I pretty much left it at that, inviting the reader to point out where the problem is, if they could see it. That was five years ago.
So, what was the obvious thing that recently leaped out at me? The proof put together, or at least presented by cpdavey relies rather heavily on the introduction of double negatives and swapping from ~□~ to ◊ and from ~◊~ to □. Both of these latter two moves can be reversed (see Classical Modal Logic).

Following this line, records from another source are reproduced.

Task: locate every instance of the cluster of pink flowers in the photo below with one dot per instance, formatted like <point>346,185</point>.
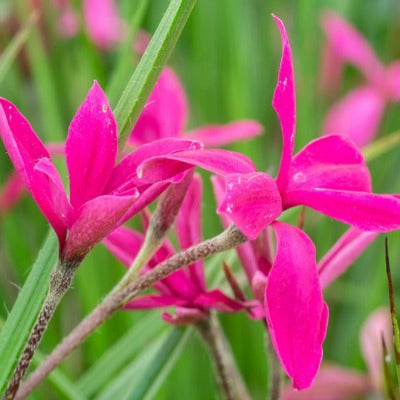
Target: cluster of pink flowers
<point>328,175</point>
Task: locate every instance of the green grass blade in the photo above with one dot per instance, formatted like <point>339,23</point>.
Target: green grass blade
<point>150,66</point>
<point>120,354</point>
<point>26,309</point>
<point>13,48</point>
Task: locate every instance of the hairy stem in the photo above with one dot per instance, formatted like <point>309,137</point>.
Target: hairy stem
<point>274,370</point>
<point>228,239</point>
<point>60,281</point>
<point>229,377</point>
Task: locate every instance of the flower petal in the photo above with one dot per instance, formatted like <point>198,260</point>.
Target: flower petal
<point>188,225</point>
<point>332,383</point>
<point>330,162</point>
<point>284,104</point>
<point>357,116</point>
<point>165,113</point>
<point>377,325</point>
<point>366,211</point>
<point>296,313</point>
<point>221,135</point>
<point>104,25</point>
<point>349,45</point>
<point>91,147</point>
<point>25,150</point>
<point>93,221</point>
<point>251,201</point>
<point>220,162</point>
<point>343,254</point>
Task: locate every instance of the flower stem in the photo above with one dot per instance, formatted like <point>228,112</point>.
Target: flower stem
<point>275,370</point>
<point>60,281</point>
<point>228,239</point>
<point>229,377</point>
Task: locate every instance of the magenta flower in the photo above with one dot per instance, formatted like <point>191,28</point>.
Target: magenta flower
<point>102,196</point>
<point>166,113</point>
<point>329,175</point>
<point>338,383</point>
<point>359,113</point>
<point>184,289</point>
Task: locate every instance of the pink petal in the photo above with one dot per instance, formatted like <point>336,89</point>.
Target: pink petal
<point>377,324</point>
<point>366,211</point>
<point>343,254</point>
<point>221,135</point>
<point>219,301</point>
<point>25,150</point>
<point>252,202</point>
<point>124,243</point>
<point>296,313</point>
<point>91,147</point>
<point>357,116</point>
<point>103,23</point>
<point>350,45</point>
<point>93,221</point>
<point>332,383</point>
<point>11,192</point>
<point>220,162</point>
<point>284,104</point>
<point>165,113</point>
<point>188,225</point>
<point>392,77</point>
<point>329,162</point>
<point>126,170</point>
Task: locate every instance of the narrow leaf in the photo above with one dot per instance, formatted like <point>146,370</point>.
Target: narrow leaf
<point>150,66</point>
<point>26,309</point>
<point>13,48</point>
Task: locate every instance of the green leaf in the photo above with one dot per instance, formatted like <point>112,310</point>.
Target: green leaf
<point>121,353</point>
<point>142,377</point>
<point>10,53</point>
<point>23,315</point>
<point>150,66</point>
<point>381,146</point>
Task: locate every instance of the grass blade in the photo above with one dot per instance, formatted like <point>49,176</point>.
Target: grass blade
<point>150,66</point>
<point>26,309</point>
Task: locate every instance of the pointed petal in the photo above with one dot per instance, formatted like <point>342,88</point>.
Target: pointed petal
<point>343,254</point>
<point>93,221</point>
<point>296,313</point>
<point>221,135</point>
<point>25,150</point>
<point>366,211</point>
<point>124,243</point>
<point>349,45</point>
<point>91,147</point>
<point>357,116</point>
<point>126,170</point>
<point>332,383</point>
<point>220,162</point>
<point>103,23</point>
<point>284,104</point>
<point>377,324</point>
<point>188,225</point>
<point>251,201</point>
<point>330,162</point>
<point>165,113</point>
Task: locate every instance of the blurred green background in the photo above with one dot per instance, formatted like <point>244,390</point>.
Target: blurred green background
<point>227,58</point>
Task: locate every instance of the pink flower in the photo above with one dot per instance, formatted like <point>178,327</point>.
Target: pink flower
<point>359,113</point>
<point>338,383</point>
<point>102,195</point>
<point>184,289</point>
<point>166,113</point>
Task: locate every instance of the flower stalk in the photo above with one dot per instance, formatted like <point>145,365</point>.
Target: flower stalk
<point>229,377</point>
<point>60,281</point>
<point>226,240</point>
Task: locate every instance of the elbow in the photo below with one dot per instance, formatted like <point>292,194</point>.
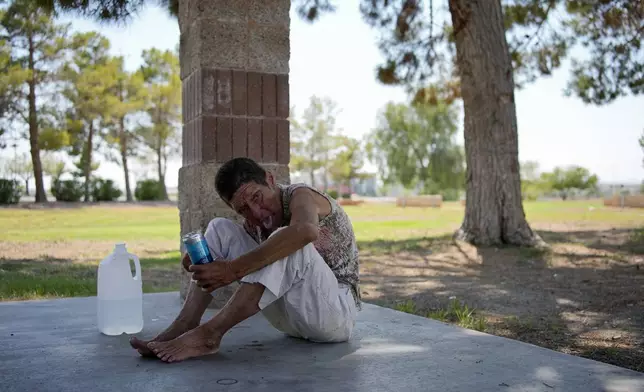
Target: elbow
<point>308,232</point>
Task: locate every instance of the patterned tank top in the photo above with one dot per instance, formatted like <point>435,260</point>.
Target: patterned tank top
<point>336,241</point>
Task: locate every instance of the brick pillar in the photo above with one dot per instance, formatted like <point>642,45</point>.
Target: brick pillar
<point>234,72</point>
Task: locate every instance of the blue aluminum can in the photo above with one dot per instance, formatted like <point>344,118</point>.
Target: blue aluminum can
<point>197,248</point>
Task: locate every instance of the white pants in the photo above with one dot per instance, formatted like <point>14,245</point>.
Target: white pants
<point>302,297</point>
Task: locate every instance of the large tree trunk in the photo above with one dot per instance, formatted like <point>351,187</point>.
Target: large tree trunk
<point>126,172</point>
<point>41,196</point>
<point>494,212</point>
<point>312,175</point>
<point>88,160</point>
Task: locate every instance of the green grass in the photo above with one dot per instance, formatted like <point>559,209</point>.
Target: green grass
<point>380,228</point>
<point>455,313</point>
<point>51,278</point>
<point>90,223</point>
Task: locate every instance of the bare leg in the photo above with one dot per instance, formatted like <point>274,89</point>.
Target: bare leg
<point>189,318</point>
<point>206,338</point>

What it doesn't rely on, is the value of A. Which means we can do this:
1. ◊~G (Initial weakish atheism position)
2. ~□~~G (1 classical modal logic)
2. ~□~~G (1 classical modal logic)
3. ~~□~□~~G (2 n2, right way around)
4. □~□G (3 DN removed)
5. ~◊□G (4 classic modal logic)
This means we arrive at the same conclusion whether we assume that it is possible that there is no god (◊~G) or that it is not necessary that there is a god (~□G), namely that it is not possible that there is necessarily a god (~◊□G), which is precisely what we would expect.

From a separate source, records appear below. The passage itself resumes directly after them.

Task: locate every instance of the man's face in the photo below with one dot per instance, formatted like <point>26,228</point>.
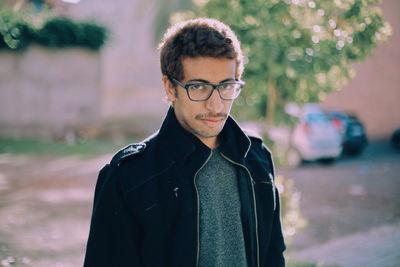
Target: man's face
<point>204,119</point>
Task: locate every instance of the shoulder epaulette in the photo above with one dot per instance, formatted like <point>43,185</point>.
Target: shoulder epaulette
<point>128,151</point>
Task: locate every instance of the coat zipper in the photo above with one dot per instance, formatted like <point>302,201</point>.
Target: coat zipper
<point>254,203</point>
<point>198,209</point>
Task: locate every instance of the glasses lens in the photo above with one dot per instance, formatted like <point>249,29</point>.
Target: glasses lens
<point>230,91</point>
<point>199,91</point>
<point>227,91</point>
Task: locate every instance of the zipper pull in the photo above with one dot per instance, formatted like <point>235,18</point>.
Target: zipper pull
<point>176,191</point>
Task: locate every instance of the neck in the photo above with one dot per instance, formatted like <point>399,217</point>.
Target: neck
<point>211,142</point>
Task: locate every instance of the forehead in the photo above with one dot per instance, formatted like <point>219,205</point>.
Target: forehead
<point>208,68</point>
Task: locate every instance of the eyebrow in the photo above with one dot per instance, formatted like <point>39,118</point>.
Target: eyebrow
<point>205,81</point>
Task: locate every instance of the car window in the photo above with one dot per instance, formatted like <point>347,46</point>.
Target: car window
<point>317,118</point>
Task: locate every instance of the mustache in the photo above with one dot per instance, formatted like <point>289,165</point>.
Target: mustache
<point>211,116</point>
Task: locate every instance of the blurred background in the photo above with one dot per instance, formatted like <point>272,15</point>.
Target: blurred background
<point>80,79</point>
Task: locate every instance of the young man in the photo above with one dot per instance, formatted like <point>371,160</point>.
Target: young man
<point>199,192</point>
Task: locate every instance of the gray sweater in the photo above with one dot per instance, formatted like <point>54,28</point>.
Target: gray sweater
<point>221,232</point>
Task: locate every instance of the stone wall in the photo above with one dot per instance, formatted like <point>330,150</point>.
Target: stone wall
<point>46,91</point>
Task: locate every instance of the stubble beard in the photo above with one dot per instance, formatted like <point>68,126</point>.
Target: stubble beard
<point>213,132</point>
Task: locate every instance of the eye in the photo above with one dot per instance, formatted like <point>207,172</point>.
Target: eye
<point>227,86</point>
<point>196,87</point>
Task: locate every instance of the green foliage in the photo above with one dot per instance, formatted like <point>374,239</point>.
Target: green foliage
<point>298,50</point>
<point>18,30</point>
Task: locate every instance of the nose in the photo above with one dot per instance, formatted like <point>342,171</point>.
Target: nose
<point>214,103</point>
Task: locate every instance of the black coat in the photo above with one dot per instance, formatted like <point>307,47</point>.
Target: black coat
<point>146,209</point>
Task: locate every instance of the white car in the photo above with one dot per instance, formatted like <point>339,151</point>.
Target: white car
<point>314,136</point>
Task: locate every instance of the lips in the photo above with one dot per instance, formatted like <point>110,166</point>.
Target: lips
<point>212,122</point>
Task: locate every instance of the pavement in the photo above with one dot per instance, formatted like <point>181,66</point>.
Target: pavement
<point>352,208</point>
<point>378,247</point>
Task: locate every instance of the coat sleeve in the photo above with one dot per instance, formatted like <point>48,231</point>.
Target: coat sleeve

Effectively all cpdavey was arguing was that if his presumption was correct, then assuming the truth of the opposite of his presumption would lead to a conclusion that his presumption was incorrect. Which it did and which we would expect. That's why there's no great problem within his "Reductio Ad Absurdum" but there is when we run his proof with no RAA. His whole argument came down to a "heads I'm right, tails you're wrong" sort of con.

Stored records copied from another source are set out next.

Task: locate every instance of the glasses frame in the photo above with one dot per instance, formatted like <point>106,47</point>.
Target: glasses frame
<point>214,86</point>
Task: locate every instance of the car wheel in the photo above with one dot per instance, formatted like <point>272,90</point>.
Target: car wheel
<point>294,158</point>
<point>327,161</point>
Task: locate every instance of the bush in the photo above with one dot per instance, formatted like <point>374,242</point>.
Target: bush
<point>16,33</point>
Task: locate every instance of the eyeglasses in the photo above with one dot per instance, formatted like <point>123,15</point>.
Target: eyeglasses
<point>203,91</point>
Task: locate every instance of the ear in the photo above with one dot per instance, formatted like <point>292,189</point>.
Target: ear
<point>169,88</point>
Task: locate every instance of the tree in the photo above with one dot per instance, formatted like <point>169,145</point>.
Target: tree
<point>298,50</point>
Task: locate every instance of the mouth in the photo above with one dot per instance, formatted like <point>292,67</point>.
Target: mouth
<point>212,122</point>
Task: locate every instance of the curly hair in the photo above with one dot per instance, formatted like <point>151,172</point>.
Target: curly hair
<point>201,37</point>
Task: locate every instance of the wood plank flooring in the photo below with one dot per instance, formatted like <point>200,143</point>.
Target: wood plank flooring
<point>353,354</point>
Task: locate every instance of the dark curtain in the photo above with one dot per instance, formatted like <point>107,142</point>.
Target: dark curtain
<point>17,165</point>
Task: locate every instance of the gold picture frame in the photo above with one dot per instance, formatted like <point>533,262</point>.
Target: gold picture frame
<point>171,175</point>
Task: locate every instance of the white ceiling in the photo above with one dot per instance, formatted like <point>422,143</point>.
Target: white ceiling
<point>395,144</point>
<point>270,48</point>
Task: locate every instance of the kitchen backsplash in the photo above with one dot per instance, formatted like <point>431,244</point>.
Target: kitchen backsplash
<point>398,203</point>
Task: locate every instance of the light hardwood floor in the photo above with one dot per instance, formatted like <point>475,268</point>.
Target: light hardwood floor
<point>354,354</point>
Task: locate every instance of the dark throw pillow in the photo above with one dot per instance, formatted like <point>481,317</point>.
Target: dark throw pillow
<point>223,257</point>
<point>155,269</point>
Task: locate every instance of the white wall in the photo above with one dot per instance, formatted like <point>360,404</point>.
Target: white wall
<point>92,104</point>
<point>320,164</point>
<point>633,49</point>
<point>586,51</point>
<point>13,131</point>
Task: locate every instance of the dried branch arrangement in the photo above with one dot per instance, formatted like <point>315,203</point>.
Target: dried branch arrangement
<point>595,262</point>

The error is quite clear in Step 12 above, where cpdavey writes "12. ~~□A (1-11 RAA)". Clearly the RAA started at Step 2, not Step 1.
Sometimes we just don't see things that are staring us in the face. Perhaps I was trying too hard to be clever. But then again, so was cpdavey, since the result that he needed to get his RAA to work was precisely the one he was aiming at, via use of the RAA, ie the fallacious claim that, given ◊□A, □A.